Know-how bedeutet ein Paket von nichtpatentierten praktischen Kenntnissen, die auf Erfahrungen des Franchisegebers und Erprobungen durch diesen beruhen und die geheim, wesentlich und identifiziert sind.
Geheim bedeutet, dass das Know-how in seiner Substanz, seiner Struktur oder der genauen Zusammensetzung seiner Teile nicht allgemein bekannt oder nicht leicht zugänglich ist; der Begriff ist nicht in dem engen Sinne zu verstehen, dass jeder einzelne Teil des Know-hows außerhalb des Geschäfts des Franchisegebers völlig unbekannt oder unerhältlich sein müsste.
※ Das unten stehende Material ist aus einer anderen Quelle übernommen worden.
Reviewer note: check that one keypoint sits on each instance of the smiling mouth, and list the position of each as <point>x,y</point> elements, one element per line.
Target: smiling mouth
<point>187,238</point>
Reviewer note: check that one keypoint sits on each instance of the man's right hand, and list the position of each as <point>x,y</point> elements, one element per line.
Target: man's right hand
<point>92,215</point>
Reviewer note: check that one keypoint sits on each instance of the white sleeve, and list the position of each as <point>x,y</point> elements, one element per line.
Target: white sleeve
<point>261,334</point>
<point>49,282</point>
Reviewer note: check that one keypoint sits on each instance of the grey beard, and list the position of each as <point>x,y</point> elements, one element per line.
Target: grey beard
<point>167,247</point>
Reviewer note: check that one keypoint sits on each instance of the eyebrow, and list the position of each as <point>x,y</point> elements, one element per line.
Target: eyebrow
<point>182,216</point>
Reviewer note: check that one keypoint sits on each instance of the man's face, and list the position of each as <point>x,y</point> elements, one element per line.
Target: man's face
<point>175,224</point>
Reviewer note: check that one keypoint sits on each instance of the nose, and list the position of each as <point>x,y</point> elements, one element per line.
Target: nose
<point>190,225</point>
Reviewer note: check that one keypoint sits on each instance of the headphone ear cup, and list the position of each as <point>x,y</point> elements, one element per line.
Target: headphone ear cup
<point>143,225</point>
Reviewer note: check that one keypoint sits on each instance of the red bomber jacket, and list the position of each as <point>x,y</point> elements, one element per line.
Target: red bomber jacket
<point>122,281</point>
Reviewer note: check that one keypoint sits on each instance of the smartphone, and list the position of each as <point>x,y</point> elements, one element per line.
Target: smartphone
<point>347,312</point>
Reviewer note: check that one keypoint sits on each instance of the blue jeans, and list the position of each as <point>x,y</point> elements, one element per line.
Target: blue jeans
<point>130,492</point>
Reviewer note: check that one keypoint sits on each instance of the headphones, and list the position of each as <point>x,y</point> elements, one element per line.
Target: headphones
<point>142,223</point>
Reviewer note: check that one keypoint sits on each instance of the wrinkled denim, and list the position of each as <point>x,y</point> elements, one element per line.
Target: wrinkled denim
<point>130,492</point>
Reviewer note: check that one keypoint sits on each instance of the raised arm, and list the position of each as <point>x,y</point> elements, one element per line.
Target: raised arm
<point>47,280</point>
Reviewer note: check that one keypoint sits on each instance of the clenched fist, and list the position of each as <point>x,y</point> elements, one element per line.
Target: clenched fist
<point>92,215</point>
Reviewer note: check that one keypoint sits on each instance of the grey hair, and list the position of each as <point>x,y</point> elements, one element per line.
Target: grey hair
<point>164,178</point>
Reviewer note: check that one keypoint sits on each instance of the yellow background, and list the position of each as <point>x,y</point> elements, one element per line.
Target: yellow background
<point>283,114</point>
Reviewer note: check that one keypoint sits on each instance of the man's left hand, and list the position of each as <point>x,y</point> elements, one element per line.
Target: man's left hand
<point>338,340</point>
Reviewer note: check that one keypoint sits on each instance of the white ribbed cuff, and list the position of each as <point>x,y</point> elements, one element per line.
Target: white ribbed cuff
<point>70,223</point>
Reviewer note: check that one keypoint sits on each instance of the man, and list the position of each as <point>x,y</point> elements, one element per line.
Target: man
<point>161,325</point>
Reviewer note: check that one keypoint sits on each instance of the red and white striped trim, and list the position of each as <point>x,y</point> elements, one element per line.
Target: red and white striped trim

Wesentlich bedeutet, dass das Know-how Kenntnisse umfasst, die für den Franchisenehmer zum Zwecke der Verwendung des Verkaufs- oder des Weiterverkaufs der Vertragswaren oder -dienstleistungen unerlässlich sind. Das Know-how muss für den Franchisenehmer unerlässlich sein; dies trifft zu, wenn es bei Abschluss der Vereinbarung geeignet ist, die Wettbewerbsstellung des Franchisenehmers insbesondere dadurch zu verbessern, dass es dessen Leistungsfähigkeit steigert und ihm das Eindringen in einen neuen Markt erleichtert.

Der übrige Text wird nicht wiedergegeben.